Debussy’s Préludes are by turns passionate, exciting, mysterious, delicate, touching, subtly coloured, enigmatic and witty.
Scintillating impressions, evocative titles – The dancers of Delphi, Steps in the snow, Sounds and perfumes turn in the evening air, The wind in the plain – a revolution in piano writing.
The famous melody of La fille au cheveux de lin paints a flaxen-haired girl with delicate simplicity whilst the mighty La cathédrale engloutie evokes a submerged cathedral rising to the surface in a glory of bells and chants to remind the people of their sins.
“What other collection of pieces manages to create so many utterly distinct and compelling worlds?” (pianist Steven Osborne)
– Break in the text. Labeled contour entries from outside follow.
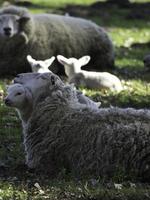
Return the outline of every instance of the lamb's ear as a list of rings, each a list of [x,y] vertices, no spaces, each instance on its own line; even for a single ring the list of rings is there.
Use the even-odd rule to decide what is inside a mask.
[[[62,55],[57,55],[57,60],[59,63],[61,63],[62,65],[70,65],[70,61],[68,58],[65,58]]]
[[[83,57],[79,58],[80,65],[83,66],[83,65],[88,64],[90,59],[91,59],[90,56],[83,56]]]
[[[45,67],[48,68],[53,63],[54,60],[55,60],[55,56],[52,56],[50,59],[45,60],[44,61]]]
[[[29,62],[30,65],[33,65],[36,62],[36,60],[33,59],[31,55],[27,55],[27,61]]]

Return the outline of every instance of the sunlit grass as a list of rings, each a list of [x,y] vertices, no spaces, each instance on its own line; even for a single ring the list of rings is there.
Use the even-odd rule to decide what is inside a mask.
[[[66,4],[89,5],[94,0],[33,0],[33,3],[42,5],[31,7],[32,12],[42,13],[64,7]],[[132,0],[134,2],[134,0]],[[150,2],[136,0],[136,2]],[[63,12],[61,10],[61,12]],[[102,12],[102,10],[99,10]],[[126,18],[129,11],[125,9],[112,8],[107,12],[106,18],[93,13],[87,18],[106,28],[112,38],[116,49],[115,65],[116,75],[122,80],[124,91],[120,93],[108,90],[81,90],[95,101],[101,101],[101,107],[118,106],[134,108],[150,108],[150,72],[144,72],[143,57],[149,53],[146,43],[150,41],[150,23],[146,20],[130,20]],[[103,14],[103,13],[102,13]],[[141,44],[135,47],[134,44]],[[119,70],[125,70],[121,73]],[[113,73],[113,72],[112,72]],[[14,168],[24,162],[25,155],[22,146],[22,127],[17,112],[13,108],[4,105],[6,85],[11,83],[10,79],[0,80],[0,170],[7,167]],[[17,173],[16,171],[13,171]],[[0,178],[0,200],[106,200],[106,199],[133,199],[145,200],[150,196],[149,187],[138,187],[127,181],[127,186],[117,189],[114,182],[121,183],[127,180],[122,172],[115,174],[110,183],[105,183],[101,177],[98,179],[78,180],[71,175],[62,172],[58,179],[47,180],[36,177],[32,173],[16,175],[6,171],[6,177]],[[21,173],[21,172],[20,172]],[[134,179],[134,177],[133,177]],[[38,183],[38,184],[36,184]]]

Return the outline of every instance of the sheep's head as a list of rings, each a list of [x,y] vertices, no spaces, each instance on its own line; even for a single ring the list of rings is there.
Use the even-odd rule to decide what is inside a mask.
[[[51,72],[49,70],[49,67],[55,60],[55,57],[52,56],[51,58],[46,60],[35,60],[30,55],[28,55],[27,60],[33,72],[44,73],[44,72]]]
[[[21,84],[13,84],[8,87],[4,101],[7,106],[23,109],[31,99],[31,92],[27,88]]]
[[[34,98],[51,89],[61,87],[64,83],[52,72],[47,73],[23,73],[17,75],[14,83],[19,83],[30,88]]]
[[[24,8],[9,6],[0,10],[0,36],[11,38],[20,33],[22,26],[31,19]]]
[[[75,73],[79,73],[81,71],[81,67],[90,61],[90,56],[83,56],[79,59],[76,59],[65,58],[62,55],[58,55],[57,60],[64,66],[66,75],[68,77],[72,77]]]

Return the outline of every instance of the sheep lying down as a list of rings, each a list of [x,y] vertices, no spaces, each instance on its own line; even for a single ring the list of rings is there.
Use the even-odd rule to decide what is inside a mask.
[[[24,84],[31,78],[26,74]],[[15,80],[21,84],[21,78]],[[36,75],[32,81],[37,79]],[[33,112],[24,130],[26,164],[41,173],[61,169],[81,175],[115,173],[150,178],[150,111],[82,106],[74,89],[53,73],[39,77]],[[26,81],[27,82],[26,82]],[[41,83],[41,86],[40,86]],[[30,90],[30,85],[27,85]],[[37,88],[38,88],[37,87]]]
[[[19,6],[0,9],[1,76],[29,72],[28,54],[44,60],[58,52],[69,57],[89,54],[97,70],[114,68],[112,41],[95,23],[78,17],[31,14]],[[64,74],[58,62],[54,62],[51,70]]]
[[[45,82],[44,77],[46,76],[46,73],[43,75],[40,75],[39,73],[22,73],[19,74],[15,79],[15,83],[21,83],[24,86],[28,87],[32,91],[32,95],[35,96],[36,93],[45,90]],[[41,78],[42,77],[42,78]],[[59,79],[60,80],[60,79]],[[41,83],[43,81],[43,84]],[[64,85],[64,83],[60,80],[61,84]],[[39,90],[39,85],[41,87],[41,90]],[[74,86],[72,85],[74,88]],[[74,88],[74,90],[76,90]],[[101,102],[95,102],[91,100],[89,97],[85,96],[81,91],[76,90],[76,96],[78,98],[78,101],[81,104],[85,104],[86,106],[90,107],[91,109],[98,109],[101,105]]]

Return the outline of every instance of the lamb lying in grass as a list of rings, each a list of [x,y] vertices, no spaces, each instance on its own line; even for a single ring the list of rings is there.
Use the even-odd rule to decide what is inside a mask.
[[[33,107],[33,96],[30,89],[18,83],[10,85],[4,100],[7,106],[16,108],[24,126],[30,118]]]
[[[57,52],[67,57],[89,54],[95,67],[114,68],[112,41],[95,23],[78,17],[31,14],[19,6],[0,9],[0,76],[28,72],[28,54],[46,59]],[[61,69],[54,63],[53,72],[64,74]]]
[[[26,87],[30,87],[32,91],[33,97],[36,96],[36,93],[39,92],[39,85],[41,86],[40,91],[45,89],[46,81],[44,82],[44,79],[46,79],[46,74],[40,75],[39,73],[22,73],[19,74],[15,79],[15,83],[20,83],[25,85]],[[41,84],[42,81],[42,84]],[[64,85],[64,83],[61,81],[61,84]],[[72,86],[73,87],[73,86]],[[74,88],[74,90],[76,90]],[[101,105],[101,102],[95,102],[91,100],[89,97],[85,96],[81,91],[76,90],[76,95],[78,98],[78,101],[81,104],[85,104],[86,106],[90,107],[91,109],[98,109]]]
[[[93,72],[81,69],[89,62],[90,56],[83,56],[80,59],[67,59],[62,55],[58,55],[57,59],[64,66],[69,83],[74,83],[75,86],[83,86],[89,89],[105,88],[117,92],[123,90],[121,81],[115,75],[108,72]]]
[[[55,56],[52,56],[49,59],[46,60],[35,60],[32,58],[31,55],[27,56],[27,61],[29,62],[32,72],[38,72],[38,73],[44,73],[44,72],[50,72],[49,67],[55,60]]]
[[[112,177],[119,171],[150,180],[149,110],[87,109],[55,74],[40,76],[48,90],[36,93],[25,130],[29,168],[53,174],[65,168],[78,177]]]

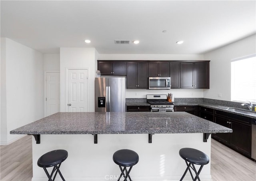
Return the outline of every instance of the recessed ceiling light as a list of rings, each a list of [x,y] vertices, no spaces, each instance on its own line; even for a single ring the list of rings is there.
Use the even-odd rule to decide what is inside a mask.
[[[139,40],[134,40],[132,42],[133,42],[133,43],[134,44],[138,44],[140,43],[140,41]]]
[[[182,40],[178,41],[176,42],[177,44],[182,44],[183,43],[183,41]]]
Schumann’s Faschingsschwank aus Wien (Carnival Joke from Vienna) is a big five-movement work described by the composer as a “romantic showpiece”. The ‘Joke’ in the title is a quotation from the Marseillaise – politically forbidden in Vienna at the time.
Tchaikovsky’s October (one of the most popular of his Seasons) is a gentle elegy with an epigraph by Tolstoy:
Autumn, our poor garden is all falling down, the yellowed leaves are flying in the wind.
Imbued with the spirit of Russian folk music, virtuosic and intense, Dumka veers wildly between melancholy and exhilaration, a fiery dance at its heart.
Valse-Scherzo is mercurial and quizzical, Aveu passioné yearns with a tender, hesitant melody.
Pavel, Laureate of the 2012 Honens Prize for Piano, became one of Radio 3’s New Generation Artists in 2014. His Wigmore Hall debut drew a five-star review from the Daily Telegraph: “One of the most memorable of such occasions London has witnessed”.
He has thrilling pianistic power, but reviewers often stress his sensitivity. An “extra degree of poetry” persuaded International Record Review to give the palm to his Hyperion CD of Tchaikovsky’s The Seasons, also praised by the Sunday Times for its “delicacy and intimacy”.